Jika Bung Karno menandai peristiwa bersejarah ini dengan monumen, maka Pak Harto bersama-
sama dengan tokoh Trikora seperti Mayor CKH Achmad Parwis Nasution, BCHK, Mayor Udara Sugiri,
Kolonel Laut Marwidji, Kolonel Inf Munadi, Ny Jos Sudarso, Brigjen Achmad Tahir, Komodor Udara
Wiriadinata, Kolonel Inf Sunggoro, dan Mayor Inf Matradji menandainya dengan mendirikan
sebuah yayasan yang diberi nama Trikora. Yayasan Trikora didirikan pada tanggal 2 Mei 1963
bertepatan dengan Hari Pendidikan Nasional.

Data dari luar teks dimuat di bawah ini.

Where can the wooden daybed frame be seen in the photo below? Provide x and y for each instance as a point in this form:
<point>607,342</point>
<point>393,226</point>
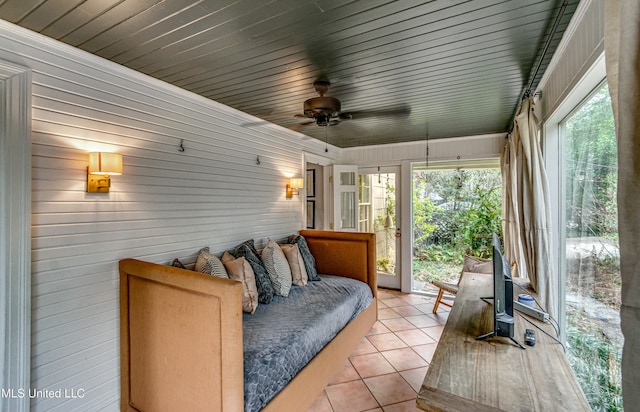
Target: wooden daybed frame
<point>181,333</point>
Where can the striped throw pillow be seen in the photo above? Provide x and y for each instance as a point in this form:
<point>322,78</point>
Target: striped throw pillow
<point>210,264</point>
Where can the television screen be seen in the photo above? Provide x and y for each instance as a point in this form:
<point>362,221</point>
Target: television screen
<point>503,322</point>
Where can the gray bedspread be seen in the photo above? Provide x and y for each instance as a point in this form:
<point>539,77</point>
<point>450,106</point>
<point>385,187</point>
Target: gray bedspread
<point>281,337</point>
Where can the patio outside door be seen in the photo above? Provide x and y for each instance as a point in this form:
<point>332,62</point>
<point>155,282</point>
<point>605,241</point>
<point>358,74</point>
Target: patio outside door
<point>378,212</point>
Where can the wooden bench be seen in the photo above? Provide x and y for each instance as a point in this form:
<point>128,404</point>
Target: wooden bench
<point>466,374</point>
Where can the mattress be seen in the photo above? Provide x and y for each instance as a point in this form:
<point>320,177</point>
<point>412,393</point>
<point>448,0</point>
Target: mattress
<point>280,338</point>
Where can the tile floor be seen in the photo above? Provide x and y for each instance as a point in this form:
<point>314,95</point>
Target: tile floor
<point>385,372</point>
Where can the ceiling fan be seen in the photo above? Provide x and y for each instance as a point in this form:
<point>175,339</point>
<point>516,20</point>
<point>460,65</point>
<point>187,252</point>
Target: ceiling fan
<point>326,110</point>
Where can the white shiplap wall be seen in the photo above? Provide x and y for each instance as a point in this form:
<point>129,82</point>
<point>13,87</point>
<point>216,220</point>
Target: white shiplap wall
<point>580,48</point>
<point>166,204</point>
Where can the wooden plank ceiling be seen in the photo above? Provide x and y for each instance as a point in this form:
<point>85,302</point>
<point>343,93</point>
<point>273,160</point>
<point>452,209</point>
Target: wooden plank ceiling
<point>400,68</point>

Pak harto mengenang awal pendirian yayasan Trikora
dengan catatan sebagai berikut: “Mengusahakan dan memberikan bantuan beasiswa bagi anak
yatim dan anak yatim piatu dari para anggota Angkatan Bersenjata dan lain-lain, yang telah gugur,
mengorbankan jiwa dan raga dalam pelaksanaan tugas pembebasan Irian Barat dalam rangka Tri
Komando Rakyat,” demikian pernyataan visi dan misi Yayasan tersebut. “Selesai Trikora saya minta
bantuan kepada Bung Karno. Saya katakan kepada beliau, saya akan bertanggung jawab atas uang
itu. Lantas saya mendirikan Yayasan Trikora itu, dengan mendapatkan bantuan sebesar Rp. 30 juta
dari Bung Karno pada tahun 1962.” Yayasan Trikora berhasil memenuhi visi dan misinya, sejak tahun
1963 hingga 1993 tidak kurang dari 326 anak yang telah selesai menempuh pendidikan dari sejak
taman kanak-kanak sampai lulus perguruan tinggi. Inilah cara lain Pak Harto menghormati dan
menghargai jasa-jasa para pahlawan yang gugur membela dan memperjuangkan keutuhan Negara
Kesatuan Republik Indonesia.***

Tugu pembebasan Irian barat yang merupakan simbol keberhasilan Indonesia menyatukan kembali
wilayah Irian Barat ke dalam pangkuan NKRI. Dalam kaitan ini pada tanggal 15 Februari 1963
Administrasi Pos di Indonesia menerbitkan prangko seri amal “Tugu Irian Barat” yang terdiri atas 4
kopur. Prangko berukuran 22,3 X 38,6 mm yang didesain oleh Soeroso dan dicetak dengan teknik
rotogravure dalam dua warna oleh Pertjetakan Kebajoran.